Protest Neujahrsfest in Hongkong von gewalttätigen Demonstrationen überschattet

Die Demonstranten haben Feuer gelegt.

(Foto: REUTERS)

Es ist die größte Eskalation seit der Revolte im Jahr 2014. Mindestens 24 Menschen wurden festgenommen.

In Hongkong ist es während der Feierlichkeiten zum chinesischen Neujahrsfest zu gewalttätigen Zwischenfällen gekommen.

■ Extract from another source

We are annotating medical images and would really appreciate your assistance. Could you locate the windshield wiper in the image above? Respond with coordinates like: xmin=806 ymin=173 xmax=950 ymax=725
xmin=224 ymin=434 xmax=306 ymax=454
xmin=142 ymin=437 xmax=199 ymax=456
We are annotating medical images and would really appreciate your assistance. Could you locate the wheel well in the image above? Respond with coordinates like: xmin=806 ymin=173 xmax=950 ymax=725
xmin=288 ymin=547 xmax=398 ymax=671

Seit der Regenschirm-Revolte von 2014 ist dies das erste Mal, dass es eine derart massiven Eskalation gab.

Polizei feuert zwei Warnschüsse ab

Die Zusammenstöße setzten sich am frühen Dienstagmorgen fort. Demonstranten warfen Flaschen, Müll und schwerere Gegenstände auf die Polizisten. Auf Videos ist zu sehen, wie Protestierende erst Backsteine aus der Straße klopfen und diese später in Richtung Polizei werfen. Auch Feuer wurden auf der Straße gelegt. Auf einem Video, das die Anfangsmomente dokumentiert, ist zu sehen, wie ein Polizist zwei Warnschüsse in die Luft abgibt.

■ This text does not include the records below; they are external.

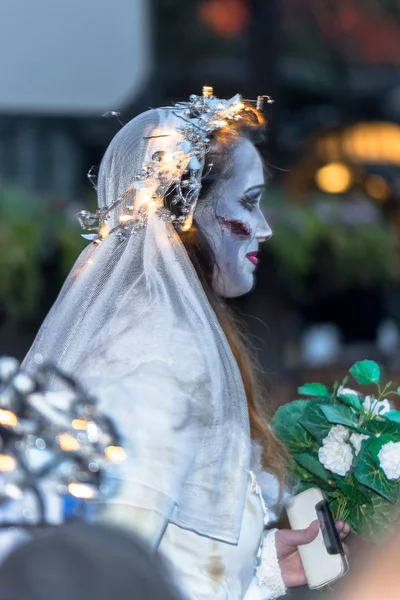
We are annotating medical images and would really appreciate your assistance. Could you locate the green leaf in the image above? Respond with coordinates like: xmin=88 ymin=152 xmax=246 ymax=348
xmin=354 ymin=434 xmax=399 ymax=503
xmin=363 ymin=415 xmax=400 ymax=442
xmin=333 ymin=475 xmax=371 ymax=504
xmin=293 ymin=452 xmax=333 ymax=484
xmin=382 ymin=410 xmax=400 ymax=423
xmin=299 ymin=402 xmax=332 ymax=444
xmin=349 ymin=494 xmax=400 ymax=542
xmin=338 ymin=394 xmax=362 ymax=412
xmin=350 ymin=360 xmax=381 ymax=385
xmin=320 ymin=404 xmax=359 ymax=431
xmin=298 ymin=383 xmax=329 ymax=398
xmin=272 ymin=400 xmax=316 ymax=454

Fotos zeigten blutende Demonstranten, die am Boden lagen. Polizisten wurden dabei gefilmt, wie sie mit dem Knüppel auf Demonstranten losgingen und diese mehrfach einsetzten.

Fischbällchen und Feiertagsdelikatessen

Bei den Auseinandersetzungen ging es um Straßenstände, in denen Fischbällchen und andere Feiertagsdelikatessen verkauft werden. Auf Twitter wurden Bilder und Videos deshalb unter dem Hashtag #Fishballrevolution geteilt.

Nach Angaben des chinesischen Staatssenders CCTV News wurden 24 Personen verhaftet, insgesamt 48 Polizeibeamten wurden verletzt. Wie viele Menschen an den Ausschreitungen teilnahmen, war zunächst unklar. Wie viele Demonstranten verletzt wurden ebenfalls.

Die Aktivisten waren wütend, weil die Behörden am Montag versucht hatten, in der Nachbarschaft Mong Kok gegen nicht lizenzierte Essensstände vorzugehen. Der Stadtteil wird von vielen Arbeitern bewohnt, die sogenannten Hawker-Stände sind eine lokale Tradition.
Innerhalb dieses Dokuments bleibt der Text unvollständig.